Kapitel Komfort und Ausstattung
Das Solositzbrötchen der Dyna ist etwas breiter geschnitten, große, will sagen schwere Menschen kommen damit besser zurecht. Immerhin, für die Sportster spricht, dass sie schon serienmäßig mit einer Soziussitzbank ausgestattet ist. Diese ist allerdings hinten recht schmal geschnitten, längere Fahrten als bis zum nächsten Café wird ein Sozius/eine Sozia darauf wohl nicht abreiten wollen.
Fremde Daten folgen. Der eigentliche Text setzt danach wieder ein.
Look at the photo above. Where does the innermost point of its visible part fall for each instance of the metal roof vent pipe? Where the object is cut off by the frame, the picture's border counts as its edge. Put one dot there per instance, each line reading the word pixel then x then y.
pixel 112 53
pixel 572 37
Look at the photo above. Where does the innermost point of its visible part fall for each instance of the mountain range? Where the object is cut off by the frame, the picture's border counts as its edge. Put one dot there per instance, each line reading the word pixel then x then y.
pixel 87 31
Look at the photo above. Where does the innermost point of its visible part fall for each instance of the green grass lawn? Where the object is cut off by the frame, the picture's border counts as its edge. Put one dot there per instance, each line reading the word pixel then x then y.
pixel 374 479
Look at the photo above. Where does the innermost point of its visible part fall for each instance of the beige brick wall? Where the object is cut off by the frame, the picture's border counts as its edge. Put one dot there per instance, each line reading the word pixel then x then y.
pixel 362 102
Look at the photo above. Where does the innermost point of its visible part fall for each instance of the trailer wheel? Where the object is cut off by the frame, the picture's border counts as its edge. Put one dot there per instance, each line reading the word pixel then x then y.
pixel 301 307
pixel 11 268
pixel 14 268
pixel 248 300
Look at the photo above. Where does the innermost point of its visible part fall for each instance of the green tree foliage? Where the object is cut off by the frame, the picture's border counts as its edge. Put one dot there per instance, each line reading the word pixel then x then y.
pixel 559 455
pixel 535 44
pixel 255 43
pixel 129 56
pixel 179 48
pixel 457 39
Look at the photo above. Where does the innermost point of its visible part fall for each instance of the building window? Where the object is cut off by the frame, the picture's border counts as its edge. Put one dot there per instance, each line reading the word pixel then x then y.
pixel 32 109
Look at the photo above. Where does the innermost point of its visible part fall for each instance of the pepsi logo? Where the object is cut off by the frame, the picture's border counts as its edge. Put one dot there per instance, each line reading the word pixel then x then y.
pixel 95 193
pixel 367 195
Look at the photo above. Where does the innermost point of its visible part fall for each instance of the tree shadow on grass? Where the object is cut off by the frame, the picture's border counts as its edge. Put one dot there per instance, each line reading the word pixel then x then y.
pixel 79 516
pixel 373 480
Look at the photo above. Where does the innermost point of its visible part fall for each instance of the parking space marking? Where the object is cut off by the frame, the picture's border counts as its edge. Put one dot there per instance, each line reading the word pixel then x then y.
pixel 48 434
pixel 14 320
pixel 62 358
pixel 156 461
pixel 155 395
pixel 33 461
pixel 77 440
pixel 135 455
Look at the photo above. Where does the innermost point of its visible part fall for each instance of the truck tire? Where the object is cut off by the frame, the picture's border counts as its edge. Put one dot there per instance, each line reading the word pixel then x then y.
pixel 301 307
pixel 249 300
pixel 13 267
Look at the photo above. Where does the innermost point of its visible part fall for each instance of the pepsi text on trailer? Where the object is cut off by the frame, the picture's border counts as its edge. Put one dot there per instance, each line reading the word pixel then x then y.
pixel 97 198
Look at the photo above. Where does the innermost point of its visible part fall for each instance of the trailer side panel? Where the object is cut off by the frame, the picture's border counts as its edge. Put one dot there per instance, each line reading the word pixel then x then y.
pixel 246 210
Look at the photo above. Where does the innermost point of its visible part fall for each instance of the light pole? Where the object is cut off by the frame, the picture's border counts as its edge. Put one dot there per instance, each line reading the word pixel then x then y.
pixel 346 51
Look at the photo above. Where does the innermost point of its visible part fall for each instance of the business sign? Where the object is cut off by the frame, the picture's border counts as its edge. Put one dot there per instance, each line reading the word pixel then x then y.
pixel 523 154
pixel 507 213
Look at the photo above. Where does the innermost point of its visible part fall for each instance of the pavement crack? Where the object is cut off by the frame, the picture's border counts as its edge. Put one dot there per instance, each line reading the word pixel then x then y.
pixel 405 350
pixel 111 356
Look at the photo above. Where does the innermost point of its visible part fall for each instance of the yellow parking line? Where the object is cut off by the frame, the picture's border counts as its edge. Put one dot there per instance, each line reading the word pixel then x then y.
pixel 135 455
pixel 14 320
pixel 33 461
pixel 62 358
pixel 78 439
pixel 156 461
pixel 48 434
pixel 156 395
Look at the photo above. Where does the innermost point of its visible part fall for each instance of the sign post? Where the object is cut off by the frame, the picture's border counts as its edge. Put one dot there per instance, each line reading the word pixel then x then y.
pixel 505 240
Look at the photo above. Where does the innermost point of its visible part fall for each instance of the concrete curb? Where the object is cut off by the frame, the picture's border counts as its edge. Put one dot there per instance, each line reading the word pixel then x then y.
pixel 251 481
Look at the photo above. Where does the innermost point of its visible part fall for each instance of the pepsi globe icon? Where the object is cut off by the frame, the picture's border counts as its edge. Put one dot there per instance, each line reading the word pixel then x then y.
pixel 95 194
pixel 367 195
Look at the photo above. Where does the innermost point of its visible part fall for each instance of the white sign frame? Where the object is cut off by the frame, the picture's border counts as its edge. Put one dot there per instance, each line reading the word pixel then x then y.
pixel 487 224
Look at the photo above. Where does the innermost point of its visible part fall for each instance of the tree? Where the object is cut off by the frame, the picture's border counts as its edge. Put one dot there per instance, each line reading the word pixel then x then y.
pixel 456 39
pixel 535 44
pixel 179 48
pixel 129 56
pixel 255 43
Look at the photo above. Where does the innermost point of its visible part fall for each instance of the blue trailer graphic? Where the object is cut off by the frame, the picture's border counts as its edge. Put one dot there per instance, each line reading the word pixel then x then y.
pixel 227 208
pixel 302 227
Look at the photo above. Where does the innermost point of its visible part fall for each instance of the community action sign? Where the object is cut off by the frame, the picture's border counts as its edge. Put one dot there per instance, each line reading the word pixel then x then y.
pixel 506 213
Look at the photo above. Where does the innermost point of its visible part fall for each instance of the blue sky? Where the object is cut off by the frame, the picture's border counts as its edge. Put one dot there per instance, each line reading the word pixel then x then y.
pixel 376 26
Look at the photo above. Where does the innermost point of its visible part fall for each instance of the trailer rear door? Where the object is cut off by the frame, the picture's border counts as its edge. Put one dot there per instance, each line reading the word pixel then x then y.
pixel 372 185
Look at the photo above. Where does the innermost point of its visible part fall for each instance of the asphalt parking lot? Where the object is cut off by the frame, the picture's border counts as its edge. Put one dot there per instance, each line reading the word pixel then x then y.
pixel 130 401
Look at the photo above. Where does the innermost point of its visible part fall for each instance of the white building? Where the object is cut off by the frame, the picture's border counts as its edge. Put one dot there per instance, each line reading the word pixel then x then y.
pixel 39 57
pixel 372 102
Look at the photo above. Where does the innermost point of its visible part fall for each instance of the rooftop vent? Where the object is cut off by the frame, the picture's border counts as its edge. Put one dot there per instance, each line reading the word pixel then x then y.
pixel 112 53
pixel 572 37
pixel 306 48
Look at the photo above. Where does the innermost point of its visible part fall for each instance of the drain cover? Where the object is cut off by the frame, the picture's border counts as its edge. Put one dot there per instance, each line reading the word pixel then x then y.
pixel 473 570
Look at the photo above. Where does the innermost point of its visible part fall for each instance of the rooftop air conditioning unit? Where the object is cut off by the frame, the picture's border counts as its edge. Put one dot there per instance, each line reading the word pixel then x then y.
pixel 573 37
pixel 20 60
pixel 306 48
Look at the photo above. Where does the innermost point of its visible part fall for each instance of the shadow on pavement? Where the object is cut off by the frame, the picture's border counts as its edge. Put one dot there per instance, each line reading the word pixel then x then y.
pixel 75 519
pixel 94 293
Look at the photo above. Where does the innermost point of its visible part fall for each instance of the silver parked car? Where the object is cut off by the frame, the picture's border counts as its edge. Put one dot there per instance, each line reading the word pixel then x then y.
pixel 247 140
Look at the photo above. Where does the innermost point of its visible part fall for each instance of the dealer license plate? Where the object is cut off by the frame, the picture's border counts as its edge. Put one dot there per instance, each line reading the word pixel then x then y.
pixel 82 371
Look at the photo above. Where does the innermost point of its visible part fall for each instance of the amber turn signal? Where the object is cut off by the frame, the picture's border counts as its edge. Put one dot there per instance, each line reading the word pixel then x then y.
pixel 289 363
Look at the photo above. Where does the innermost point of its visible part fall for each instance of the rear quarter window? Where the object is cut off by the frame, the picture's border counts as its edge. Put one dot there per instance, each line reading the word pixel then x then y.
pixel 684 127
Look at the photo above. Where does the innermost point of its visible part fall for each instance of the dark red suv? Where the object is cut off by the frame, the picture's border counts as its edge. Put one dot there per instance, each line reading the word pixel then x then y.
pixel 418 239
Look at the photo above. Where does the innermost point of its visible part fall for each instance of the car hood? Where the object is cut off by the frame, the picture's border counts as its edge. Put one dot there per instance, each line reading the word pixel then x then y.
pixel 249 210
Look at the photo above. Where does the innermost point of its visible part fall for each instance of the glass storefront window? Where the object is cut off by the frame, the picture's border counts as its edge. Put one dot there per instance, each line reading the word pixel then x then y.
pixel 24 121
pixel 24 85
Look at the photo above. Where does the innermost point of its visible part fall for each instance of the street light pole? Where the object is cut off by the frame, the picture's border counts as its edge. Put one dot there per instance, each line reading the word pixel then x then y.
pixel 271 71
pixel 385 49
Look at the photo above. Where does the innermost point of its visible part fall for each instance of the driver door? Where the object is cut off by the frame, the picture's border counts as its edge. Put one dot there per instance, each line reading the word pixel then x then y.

Abgesehen von den Steißbein schonenden, kommoderen Federwegen hat die 2.555 Euro teurere Dyna hinsichtlich Komfort in dem kleinen LCD-Feld des analogen Tachos einen digitale Drehzahlmesser-Funktion, eine Ganganzeige und – wirklich wichtig! – eine Restreichweitenanzeige zu bieten. Könnte man auf die beiden erstgenannten Zusatzfunktionen noch verzichten, eine Restreichweitenanzeige ist Gold wert – ein unbedingtes Muss! Und ein Minus für diejenige Maschine, deren Käufern man solch eine wichtige Funktion – wieder einmal aus Kostengründen – vorenthält. Und wer da glaubt, das kleinere Motorrad würde automatisch auch die niedrigere Sitzhöhe bieten, der irrt. Fahrer(innen) sitzen auf der größeren Street Bob 30 Millimeter tiefer als auf der Sportster, das ist eine halbe Welt. Mit 680 Millimetern Sitzhöhe (ohne Fahrer) sitzt man auf der Street Bob sogar 14 Millimeter niedriger als auf der Sportster „SuperLow“, das muss man sich mal auf der Zunge zergehen lassen. Die Kapitelwertung geht eindeutig an die Street Bob.



Fazit
Es ist uns durchaus bewusst, dass wir in diesem Test Äpfel mit Birnen vergleichen. Aber wir fahren solchen Tests ja nicht um unserer Willen. Kaum ein interessierter Leser hat die Möglichkeit, ähnliche Fahrzeugkonzepte wie diese so unter die Lupe zu nehmen wie wir. Zig Mal am Tag wechseln wir die Bikes immer wieder während der Testfahrten durch, um uns die Unterschiede in den zu betrachtenden Wertungskapiteln deutlich zu machen; denn nur im direkten Vergleich offenbart sich oftmals so mancher Unterschied. Nach Punkten hat diesen Vergleich die Dyna Street Bob gewonnen. Sie konnte einige Kapitel für sich entscheiden, die Sportster dagegen nicht. Was nicht heißen soll, dass diese Sportster nicht doch für etliche Interessierte das passendere Motorrad sein kann. Die Sporty ist spürbar leichter, verfügt trotz kleineren Motors über praktisch die gleiche Perfomance, sieht der Street Bob außerordentlich ähnlich und ist immerhin 2.500 Steine günstiger zu haben. Now, it’s your decision …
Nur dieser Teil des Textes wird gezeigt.